Chief Warrant Officer 2 Rebecca Mann
Mattapoisett, MARebecca Mann joined the military to discover herself and serve a greater purpose. She enlisted in the Army as a radio tech, eventually getting her commission as a Warrant Officer as a server technician before switching to cybersecurity. She deployed on her first tour to Afghanistan in 2008, and again in 2013.
In March 2014, during her second deployment, Chief Warrant Officer 2 Mann was serving with the 1st Combat Aviation Brigade, 1st Infantry Division when she sustained an injury to her right foot. After months of pain, she sought medical attention and eventually underwent foot reconstruction surgery, followed by two more operations; both of which were not successful. After two years, Rebecca was medically retired from the military in 2016, after 11 years of service.
In October 2017, Rebecca was in constant pain and elected to have doctors amputate her right foot, and she was briefly able to resume an active lifestyle while wearing a prosthetic. A year after the amputation, she started experiencing pain in the left leg. Eventually, she learned she had a microvascular condition that was causing the pain and blood flow issues in her residual limb and left leg. After several unsuccessful attempts to correct the problem, Rebecca elected to have doctors amputate her left foot in 2020.
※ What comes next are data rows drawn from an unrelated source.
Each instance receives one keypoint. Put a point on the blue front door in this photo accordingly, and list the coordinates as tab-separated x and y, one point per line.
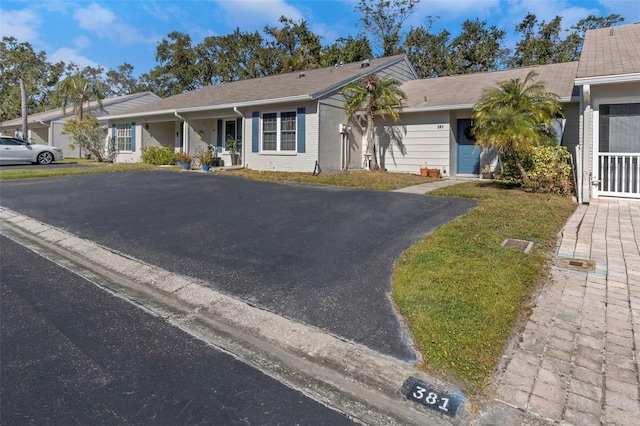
468	154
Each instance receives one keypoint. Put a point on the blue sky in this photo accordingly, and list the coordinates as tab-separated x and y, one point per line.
110	32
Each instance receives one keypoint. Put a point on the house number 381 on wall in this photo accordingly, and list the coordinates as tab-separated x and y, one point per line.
418	391
424	395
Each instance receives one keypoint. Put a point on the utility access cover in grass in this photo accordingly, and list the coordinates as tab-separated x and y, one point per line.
520	245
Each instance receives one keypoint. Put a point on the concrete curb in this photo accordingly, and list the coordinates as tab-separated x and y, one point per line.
343	375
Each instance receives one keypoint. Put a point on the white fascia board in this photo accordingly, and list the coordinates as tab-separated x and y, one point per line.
466	106
437	108
135	115
245	104
607	79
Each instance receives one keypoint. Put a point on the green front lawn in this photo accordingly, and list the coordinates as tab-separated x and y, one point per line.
380	181
461	293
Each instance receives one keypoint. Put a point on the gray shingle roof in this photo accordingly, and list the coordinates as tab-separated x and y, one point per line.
461	91
57	113
610	51
310	83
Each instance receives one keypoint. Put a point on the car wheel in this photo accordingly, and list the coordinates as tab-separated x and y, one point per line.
45	157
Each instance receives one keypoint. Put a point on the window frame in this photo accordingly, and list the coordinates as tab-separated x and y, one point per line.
121	137
279	132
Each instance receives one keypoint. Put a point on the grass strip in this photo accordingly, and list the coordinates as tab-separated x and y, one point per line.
380	181
461	293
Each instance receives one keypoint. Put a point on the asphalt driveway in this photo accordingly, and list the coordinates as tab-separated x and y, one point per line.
321	255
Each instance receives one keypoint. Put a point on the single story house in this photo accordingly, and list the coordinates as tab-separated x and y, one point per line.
435	126
297	121
46	127
609	80
288	122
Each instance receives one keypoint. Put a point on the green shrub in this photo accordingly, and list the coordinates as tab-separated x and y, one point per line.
158	155
550	170
547	167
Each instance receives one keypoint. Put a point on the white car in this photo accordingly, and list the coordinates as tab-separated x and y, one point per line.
14	150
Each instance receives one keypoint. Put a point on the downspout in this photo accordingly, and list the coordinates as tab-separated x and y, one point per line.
185	135
586	143
244	145
49	132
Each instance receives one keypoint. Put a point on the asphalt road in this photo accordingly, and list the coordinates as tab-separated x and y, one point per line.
42	166
321	255
74	354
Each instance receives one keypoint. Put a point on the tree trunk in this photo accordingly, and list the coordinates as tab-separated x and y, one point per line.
523	172
371	142
24	105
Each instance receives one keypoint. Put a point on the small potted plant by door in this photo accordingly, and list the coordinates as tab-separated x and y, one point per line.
233	146
424	170
486	172
185	160
206	160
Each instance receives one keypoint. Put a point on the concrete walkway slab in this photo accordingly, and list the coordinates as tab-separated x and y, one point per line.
576	362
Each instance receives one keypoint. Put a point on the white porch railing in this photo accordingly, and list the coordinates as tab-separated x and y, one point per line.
619	174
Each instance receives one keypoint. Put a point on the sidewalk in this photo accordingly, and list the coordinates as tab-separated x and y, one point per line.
576	361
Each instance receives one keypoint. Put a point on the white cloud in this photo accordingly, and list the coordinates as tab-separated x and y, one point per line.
628	9
81	42
21	24
104	23
254	14
67	55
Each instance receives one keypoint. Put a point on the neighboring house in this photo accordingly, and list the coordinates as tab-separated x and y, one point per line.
609	78
46	127
289	122
295	121
435	125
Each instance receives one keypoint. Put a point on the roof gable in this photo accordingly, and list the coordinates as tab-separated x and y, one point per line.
610	51
462	91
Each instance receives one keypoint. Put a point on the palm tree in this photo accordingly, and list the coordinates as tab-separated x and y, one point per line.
514	117
376	95
78	89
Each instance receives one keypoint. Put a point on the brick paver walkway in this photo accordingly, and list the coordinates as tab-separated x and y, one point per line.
577	359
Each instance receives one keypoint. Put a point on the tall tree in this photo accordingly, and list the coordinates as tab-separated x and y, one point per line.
515	116
346	50
572	45
121	80
376	95
540	43
231	57
25	73
383	19
177	71
296	47
80	88
478	48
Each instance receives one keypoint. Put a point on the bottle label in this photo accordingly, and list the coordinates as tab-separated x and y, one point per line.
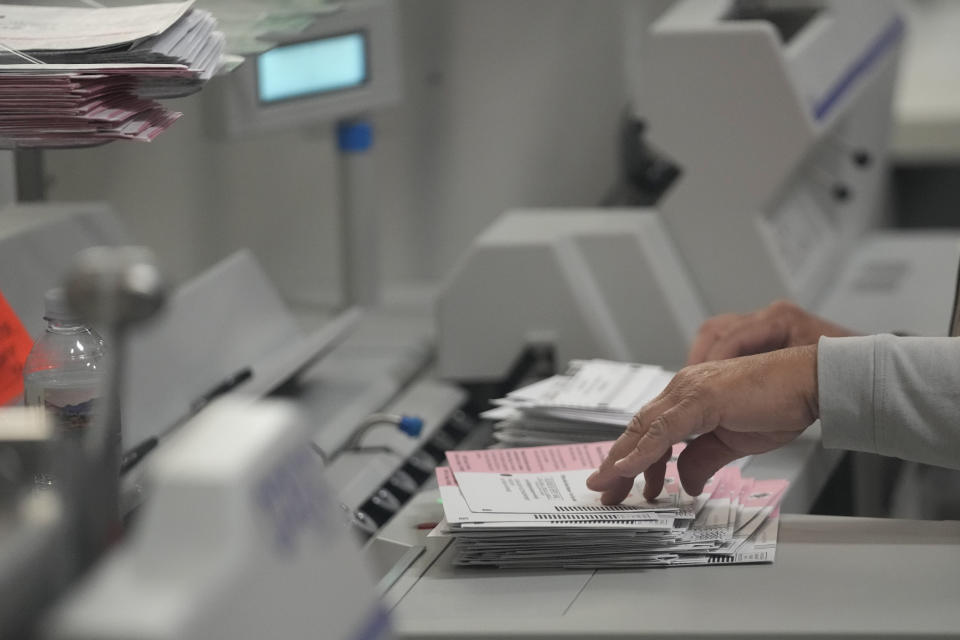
75	409
15	344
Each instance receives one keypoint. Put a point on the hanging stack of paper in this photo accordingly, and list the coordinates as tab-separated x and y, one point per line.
593	400
530	508
81	76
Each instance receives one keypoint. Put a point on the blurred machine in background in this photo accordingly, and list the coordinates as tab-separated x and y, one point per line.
770	125
764	127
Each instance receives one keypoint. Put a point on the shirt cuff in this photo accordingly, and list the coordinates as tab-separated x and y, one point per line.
845	388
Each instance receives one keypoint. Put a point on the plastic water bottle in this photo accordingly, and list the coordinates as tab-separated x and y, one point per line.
63	372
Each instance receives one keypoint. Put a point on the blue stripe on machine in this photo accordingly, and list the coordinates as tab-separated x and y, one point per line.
885	41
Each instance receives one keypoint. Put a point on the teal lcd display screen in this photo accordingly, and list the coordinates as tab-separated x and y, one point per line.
312	68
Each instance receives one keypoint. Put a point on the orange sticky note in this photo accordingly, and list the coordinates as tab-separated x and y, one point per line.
15	344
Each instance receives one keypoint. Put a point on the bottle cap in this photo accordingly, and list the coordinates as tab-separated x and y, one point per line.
56	308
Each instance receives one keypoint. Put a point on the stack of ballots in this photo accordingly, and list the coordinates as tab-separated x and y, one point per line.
593	400
530	508
76	76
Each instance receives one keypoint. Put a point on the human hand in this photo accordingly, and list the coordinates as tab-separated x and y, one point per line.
776	326
738	407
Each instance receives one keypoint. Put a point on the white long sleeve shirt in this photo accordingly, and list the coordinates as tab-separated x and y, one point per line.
893	396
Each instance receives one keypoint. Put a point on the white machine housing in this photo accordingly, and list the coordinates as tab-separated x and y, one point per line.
779	129
239	539
591	283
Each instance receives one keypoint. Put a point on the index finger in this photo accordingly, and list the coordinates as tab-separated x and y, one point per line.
607	477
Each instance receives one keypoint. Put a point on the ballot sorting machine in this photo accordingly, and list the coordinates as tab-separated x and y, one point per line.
766	126
226	337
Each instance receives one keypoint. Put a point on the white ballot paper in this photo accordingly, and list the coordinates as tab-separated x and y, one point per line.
592	400
530	508
57	28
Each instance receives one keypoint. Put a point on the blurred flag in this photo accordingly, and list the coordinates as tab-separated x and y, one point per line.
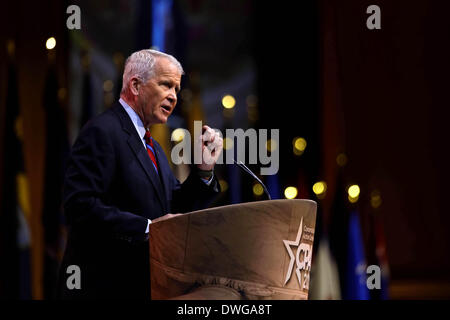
324	274
273	186
356	277
57	151
15	241
161	24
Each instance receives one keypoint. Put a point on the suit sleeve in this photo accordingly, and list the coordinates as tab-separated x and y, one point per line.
194	194
88	178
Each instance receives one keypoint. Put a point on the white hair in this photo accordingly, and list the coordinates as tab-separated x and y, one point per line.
141	64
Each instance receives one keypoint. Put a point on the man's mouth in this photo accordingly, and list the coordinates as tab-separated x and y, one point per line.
166	109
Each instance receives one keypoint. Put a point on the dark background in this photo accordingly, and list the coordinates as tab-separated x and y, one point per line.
380	96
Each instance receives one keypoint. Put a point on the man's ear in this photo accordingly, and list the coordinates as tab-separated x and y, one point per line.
134	86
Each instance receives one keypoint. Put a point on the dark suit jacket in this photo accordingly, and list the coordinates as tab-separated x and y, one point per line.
110	190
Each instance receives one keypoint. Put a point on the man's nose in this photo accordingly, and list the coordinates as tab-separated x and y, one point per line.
172	97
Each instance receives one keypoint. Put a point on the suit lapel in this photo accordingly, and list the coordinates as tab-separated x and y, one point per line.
140	152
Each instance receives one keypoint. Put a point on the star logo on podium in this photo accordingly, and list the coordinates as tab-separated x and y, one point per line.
288	244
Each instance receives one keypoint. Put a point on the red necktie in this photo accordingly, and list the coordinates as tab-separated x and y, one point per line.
150	149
Over the past few years, Rebecca has not let her injuries slow her down. She is the Vice President of the service dog organization Mission Working Dogs. To stay active, Rebecca plays sled hockey for the Boston Shamrocks, and mountain bikes with Spaulding Adaptive Sports Center. She loves sports, her three dogs (including her service dog Sully), and going for hikes in the woods. Since adaptive sports have helped her significantly during recovery, Rebecca would like to do outreach for the programs that were beneficial in her recovery. “Adaptive sports saved me in the worst of times, and I want to help other Veterans and youth to have access to sports as I have,” she says.
Receiving a donated, specially adapted custom Homes For Our Troops home will empower Rebecca to achieve her goals. Rebecca spends most of her time on the main level in her current home, since using the stairs is challenging while on her prosthetics. Her backyard is sloped and uneven, making it hard for her to maintain her balance when she takes her dogs out. She often becomes discouraged when she cannot use her wheelchair throughout her home because the hallways are too narrow. “The adapted home would be life-changing for me. I have continued to need surgeries, and any time I have to be in my chair, life at home is difficult.”
Originally from New York, Rebecca is choosing to build her home in Mattapoisett, Massachusetts. Growing up, she always loved New England and vacationed there often, and her brother and mother live in the state now.
As a proud and independent person, Rebecca says asking for assistance is hard, but she realizes the key to her continued independence is accepting help. “Receiving an adapted home from HFOT will enable me to live safely in my home and be independent even when I have to use my wheelchair,” she says. “I hope someday I can change someone else’s life like HFOT does for their Veterans.”